The experiment revealed that participants who drank cold water displayed an increased level of alertness and mental capacity, but the levels were not as pronounced as compared to when the subjects started their day with ice cream, reported The Telegraph.
Professor Koga is still continuing his study and is also still trying to establish a solid connection between the mental boost delivered by ice cream and a specific ingredient in it, while another explanation says that ice cream is a treat that triggers positive emotions and added energy.

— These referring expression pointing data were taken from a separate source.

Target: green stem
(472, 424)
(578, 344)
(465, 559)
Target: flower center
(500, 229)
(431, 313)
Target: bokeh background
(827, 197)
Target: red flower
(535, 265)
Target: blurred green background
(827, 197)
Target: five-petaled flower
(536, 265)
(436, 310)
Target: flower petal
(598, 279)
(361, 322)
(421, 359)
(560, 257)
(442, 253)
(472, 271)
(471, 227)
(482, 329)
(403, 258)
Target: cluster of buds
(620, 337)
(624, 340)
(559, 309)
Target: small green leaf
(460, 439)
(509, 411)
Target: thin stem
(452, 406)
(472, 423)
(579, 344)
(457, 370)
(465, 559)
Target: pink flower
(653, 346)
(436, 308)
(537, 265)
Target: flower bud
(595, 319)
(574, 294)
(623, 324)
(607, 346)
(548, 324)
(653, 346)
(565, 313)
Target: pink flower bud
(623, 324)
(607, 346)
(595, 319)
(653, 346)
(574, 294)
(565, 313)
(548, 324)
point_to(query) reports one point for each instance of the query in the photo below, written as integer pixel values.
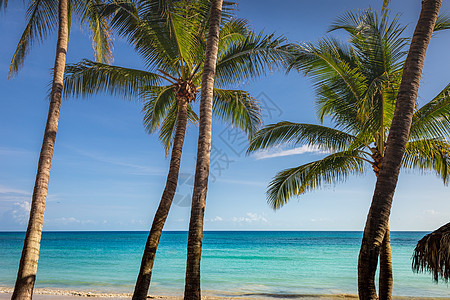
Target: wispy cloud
(250, 218)
(135, 169)
(278, 152)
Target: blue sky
(108, 174)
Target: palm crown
(171, 39)
(42, 19)
(356, 85)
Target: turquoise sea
(237, 263)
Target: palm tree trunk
(385, 280)
(145, 272)
(194, 248)
(26, 274)
(378, 217)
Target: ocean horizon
(233, 262)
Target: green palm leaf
(238, 108)
(296, 181)
(296, 133)
(42, 17)
(433, 119)
(99, 30)
(250, 58)
(442, 22)
(89, 78)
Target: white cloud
(216, 219)
(249, 218)
(278, 152)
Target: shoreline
(62, 294)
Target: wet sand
(53, 294)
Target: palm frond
(296, 181)
(296, 133)
(151, 36)
(90, 12)
(3, 4)
(158, 102)
(250, 58)
(442, 23)
(339, 84)
(429, 154)
(89, 78)
(433, 119)
(42, 18)
(238, 108)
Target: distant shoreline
(212, 231)
(61, 294)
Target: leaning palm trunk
(385, 281)
(145, 273)
(194, 249)
(378, 217)
(26, 275)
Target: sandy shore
(53, 294)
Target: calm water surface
(233, 262)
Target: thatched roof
(432, 254)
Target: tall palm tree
(43, 16)
(397, 149)
(192, 290)
(171, 39)
(357, 86)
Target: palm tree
(42, 16)
(192, 289)
(397, 149)
(172, 44)
(357, 86)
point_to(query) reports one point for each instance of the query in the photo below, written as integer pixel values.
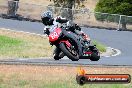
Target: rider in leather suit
(50, 23)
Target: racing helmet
(47, 18)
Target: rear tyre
(64, 49)
(95, 56)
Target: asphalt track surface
(121, 40)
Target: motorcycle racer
(51, 23)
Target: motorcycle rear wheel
(95, 56)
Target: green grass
(10, 46)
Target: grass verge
(23, 45)
(47, 76)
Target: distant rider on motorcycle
(50, 24)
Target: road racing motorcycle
(72, 45)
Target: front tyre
(66, 51)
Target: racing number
(54, 35)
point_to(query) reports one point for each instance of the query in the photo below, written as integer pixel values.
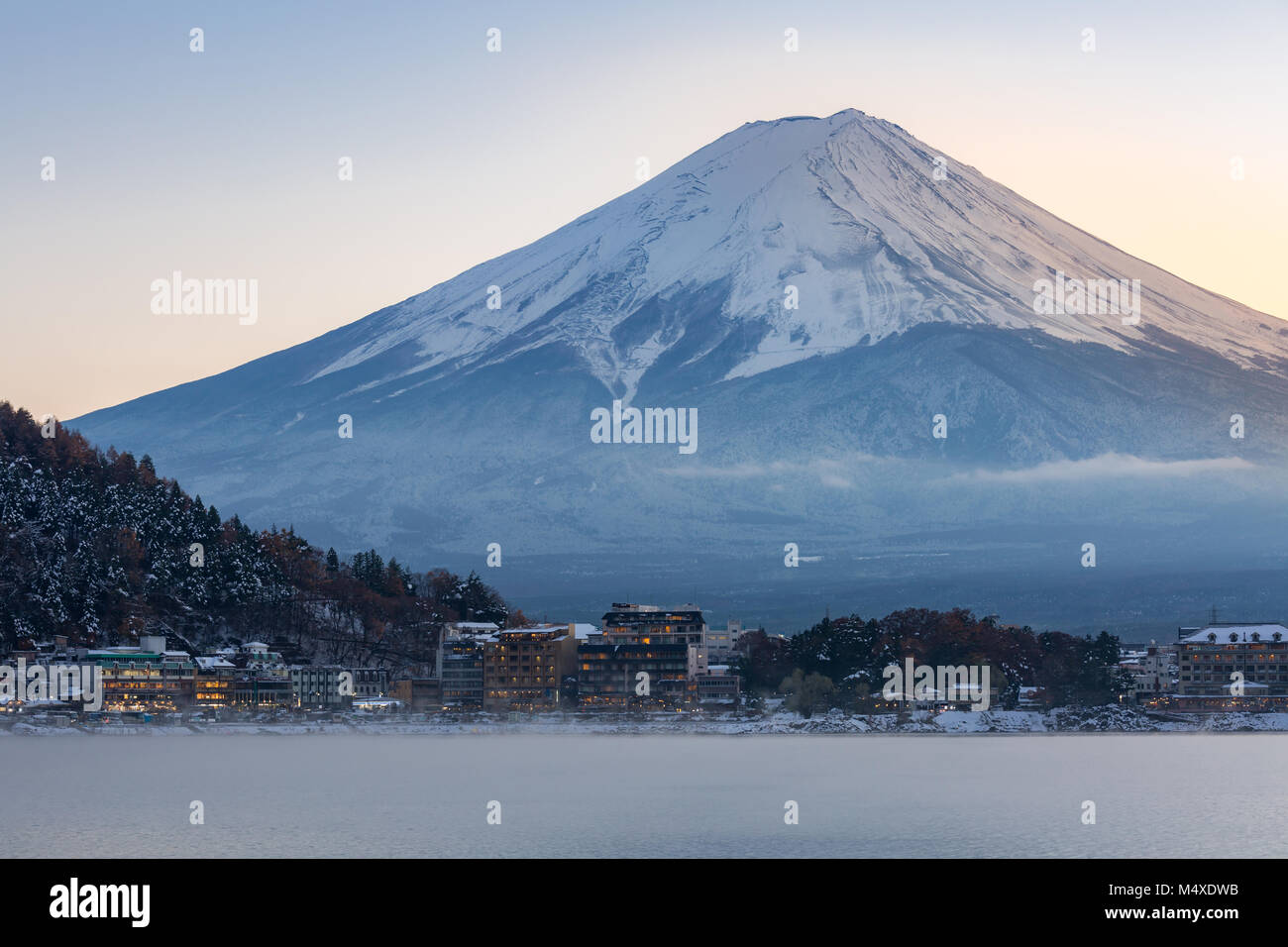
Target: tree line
(97, 547)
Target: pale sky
(224, 162)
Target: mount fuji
(828, 295)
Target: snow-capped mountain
(845, 209)
(818, 290)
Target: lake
(601, 796)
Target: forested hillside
(98, 547)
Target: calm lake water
(329, 795)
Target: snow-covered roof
(207, 663)
(1243, 633)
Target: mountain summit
(846, 210)
(855, 320)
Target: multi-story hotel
(213, 684)
(629, 622)
(523, 669)
(460, 663)
(318, 688)
(670, 646)
(146, 677)
(1209, 657)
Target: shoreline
(1061, 720)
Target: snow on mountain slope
(846, 210)
(915, 298)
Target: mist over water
(603, 796)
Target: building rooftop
(1243, 633)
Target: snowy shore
(1109, 719)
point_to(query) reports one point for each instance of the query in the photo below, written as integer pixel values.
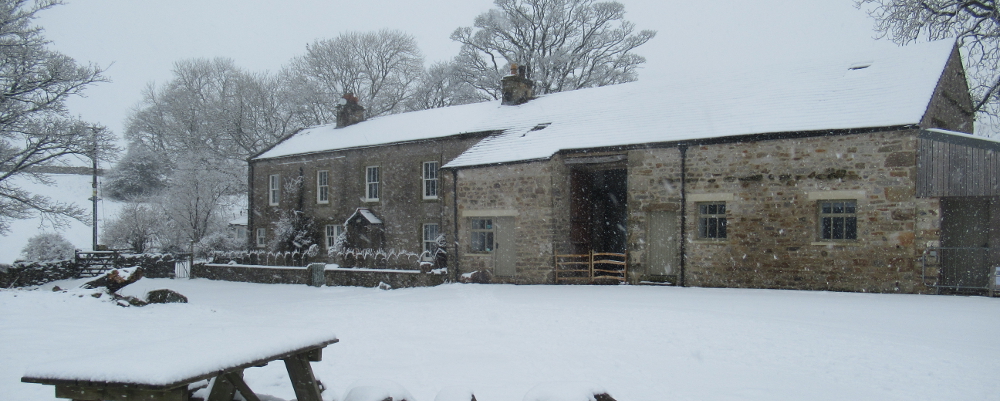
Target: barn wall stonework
(524, 191)
(773, 239)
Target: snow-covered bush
(136, 228)
(48, 246)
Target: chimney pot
(516, 87)
(349, 112)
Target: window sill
(710, 241)
(834, 243)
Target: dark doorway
(598, 210)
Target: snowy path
(640, 343)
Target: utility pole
(93, 158)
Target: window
(482, 235)
(430, 180)
(838, 220)
(371, 183)
(430, 237)
(323, 186)
(274, 189)
(712, 220)
(261, 239)
(332, 232)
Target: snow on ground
(67, 188)
(502, 341)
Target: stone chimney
(517, 87)
(349, 112)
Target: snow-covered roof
(367, 214)
(963, 135)
(892, 88)
(404, 127)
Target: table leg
(303, 380)
(237, 380)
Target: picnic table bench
(163, 371)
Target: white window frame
(712, 221)
(372, 183)
(430, 180)
(261, 237)
(274, 189)
(323, 187)
(333, 231)
(482, 235)
(847, 215)
(430, 242)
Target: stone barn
(848, 173)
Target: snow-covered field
(639, 343)
(67, 188)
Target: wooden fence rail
(591, 268)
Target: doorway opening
(598, 210)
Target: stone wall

Meanwhile, British nutritionists have reacted with some skepticism to Prof. Koga's findings. "A possible explanation [for increased alertness]... is the simple presence of consuming breakfast vs. not consuming breakfast," said Katie Barfoot, a Nutritional Psychology Doctoral Researcher at Reading University.
"Our brain needs glucose to function, and a high glucose meal will aid mental capacity considerably compared to a fasted brain," she continued. "This, however, does not condone eating dessert for breakfast. A study which explores the interaction between consumption of low and high GI foods, whilst including a fasted group, would establish a better understanding of this increased mental capacity."
Professor Koga is an expert in psychophysiology, a branch of psychology concerned with the interaction between the body and the mind.